Nizza 1840, in una luminosa giornata di fine maggio, preludio dell’estate in arrivo, il genio ci ha lasciato. Non si parla d’altro, o meglio si bisbiglia di diavoli e presenze demoniache, perché da sempre il delirio lo accompagna. Triste, malato, in cerca di pace, se n’è andato lontano da casa, dalla sua Genova, che gli aveva dato i natali in una triste giornata di fine ottobre. Pallido e consunto, afflitto da malattie che parevano susseguirsi instancabili senza abbandonarlo mai, come la sifilide, regalo dei suoi eccessi amorosi. Le donne bruciavano di passione, ogni sua rappresentazione mandava il pubblico in delirio. Genio e sregolatezza questo era Niccolo’ Paganini. Una magrezza che lo rendeva etereo e malefico quando, nelle sue esibizioni, tendeva fino allo spasimo anche una soltanto delle corde del suo violino. Ventiquattro i suoi capricci, tutti estro e fantasia, passi su posizioni altissime, una velocità senza eguali. Eccentrico e geniale, unico per il suo tempo e forse non solo. Caldo e appassionato, in scena e nella vita, Niccolo’ non poteva non amare il cibo, non solo quello semplice di sua madre, “raccontato” in alcune lettere che ci ha lasciato, ma anche quello saporito e di tempra, come era lui. Questa è la ricetta dei suoi ravioli, nella quale, essendo ligure, con può mancare la “boraxe”. Conservata nella Biblioteca del Congresso degli Stati Uniti a Washington, risale al 1839, un anno prima della sua morte.

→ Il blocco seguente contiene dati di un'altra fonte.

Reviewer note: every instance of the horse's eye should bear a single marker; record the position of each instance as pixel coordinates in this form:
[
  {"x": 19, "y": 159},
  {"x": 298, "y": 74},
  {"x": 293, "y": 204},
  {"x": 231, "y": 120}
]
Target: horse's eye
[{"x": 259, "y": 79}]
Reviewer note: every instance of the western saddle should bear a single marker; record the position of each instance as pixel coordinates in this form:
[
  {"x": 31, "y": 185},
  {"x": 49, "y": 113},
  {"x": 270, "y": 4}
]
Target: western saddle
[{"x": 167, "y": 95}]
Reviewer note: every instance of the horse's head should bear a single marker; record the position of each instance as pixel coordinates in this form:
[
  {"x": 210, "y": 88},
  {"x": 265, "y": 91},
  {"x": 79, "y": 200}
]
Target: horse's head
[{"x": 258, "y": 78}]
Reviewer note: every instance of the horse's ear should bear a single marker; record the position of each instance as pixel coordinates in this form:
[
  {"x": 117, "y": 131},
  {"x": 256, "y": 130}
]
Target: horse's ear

“Per una libbra e mezza di farina due libbre di buon manzo magro per fare il suco. Nel tegame si mette del butirro, indi un poco di cipolla ben tritolata che soffrigga un poco. Si mette il manzo, e fare che prenda un po’ di colore. E per ottenere un suco consistente si prende poche prese di farina, ed adagio si semina in detto suco affinchè prenda il colore. Poi si prende della conserva di pomodoro, si disfa nell’acqua, e di quest’acqua se ne versa entro alla farina che sta nel tegame e si mescola per scioglierla maggiorente, e per ultimo si pongono entro dei fonghi secchi ben trifolati e pestati, ed ecco il suco. Ora veniamo alla pasta per tirare le sfoglie senza ovi. Un poco di sale entro la pasta gioverà alla consistenza della medesima. Ora veniamo al pieno. Nello stesso tegame con la carne si fa in quel suco cuocere mezza libbra di vitella magra, poi si leva, si tritola e si pesta molto. Si prende un cervello di vitello, si cuoce nell’acqua, poi si cava la pelle che copre il cervello, si tritola e si pesta bene separatamente, si prende quattro soldi di salsiccia luganega, si cava la pelle, si tritola e si pesta separatamente. Si prende un pugno di borage chiamata in Nizza boraj, si fanno bollire, si premono molto, e si pestano come sopra. Si prendono tre ovi che bastano per una libra e mezza di farina. Si sbattano, ed uniti e nuovamente pestati insieme tutti gli oggetti soprannominati, in detti ovi ponendovi un poco di formaggio parmigiano. Ecco fatto il pieno. Potete servirvi del capone in luogo del vitello, dei laccetti in luogo di cervello, per ottenere un pieno più delicato. Se il pieno restasse duro, si mette nel suco. Per i ravioli, la pasta si lascia un poco molla. Si lascia per un’ora sotto coperta da un piato per ottenere foglie sottili.